This isn't the political season to want anything to do with the word "global," but no one at 3M Co. would bother denying that it's a true global company.
A Swedish CEO now runs it and last year its international sales of $18.2 billion made up 60 percent of its total sales. As of the end of last year, it employed nearly 18,000 more people outside of the United States than it did in its home country.
Located a couple of miles east of 3M's Maplewood campus is another true global company, also getting about 60 percent of its sales from international customers. It's called Lion Precision, and it manufactures sensors in Oakdale to accurately make microscopic measurements.
But unlike 3M, we're not talking about a global giant here. Lion Precision, a unit of privately held Motion Tech Automation, only has about 30 employees.

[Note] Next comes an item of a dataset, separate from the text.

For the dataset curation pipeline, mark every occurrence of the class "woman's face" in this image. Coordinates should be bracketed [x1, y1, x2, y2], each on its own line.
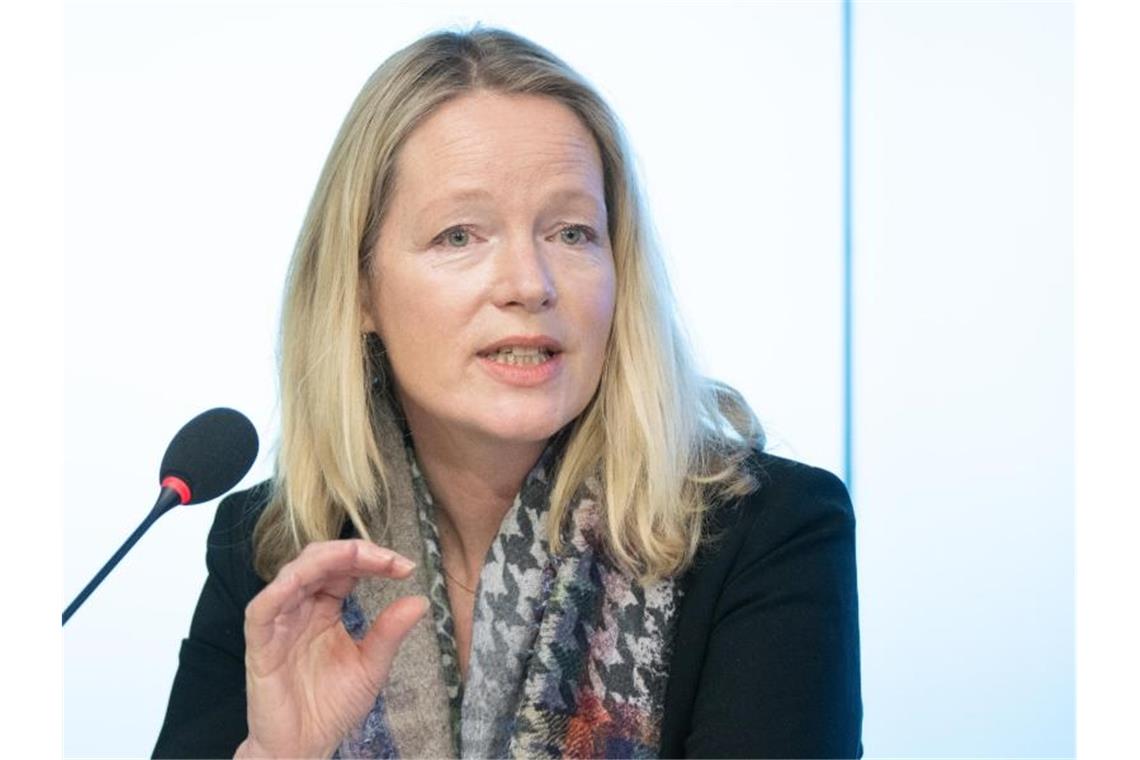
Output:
[362, 90, 616, 450]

"There's just no alternative" to being a global business, said Lion Precision President Don Martin.
It's been a frustrating time lately for Martin and just about any Minnesota business executive faced with that reality. One reason is that the U.S. dollar's value has been so strong that, as Martin put it, "our prices went up by about 20 percent in Japan for no good reason."
It's also been a campaign year with politicians of both major parties blaming relatively open global trade for a number of our country's economic ills.
It is fair to say that the American economy at one time didn't have much trade and yet still accounted for a bigger slice of the global economy than it does now. The U.S. economy alone was more than one-quarter of global economic output in 1950, back when Japan's economy was only 3 percent of global output and China's wasn't much bigger.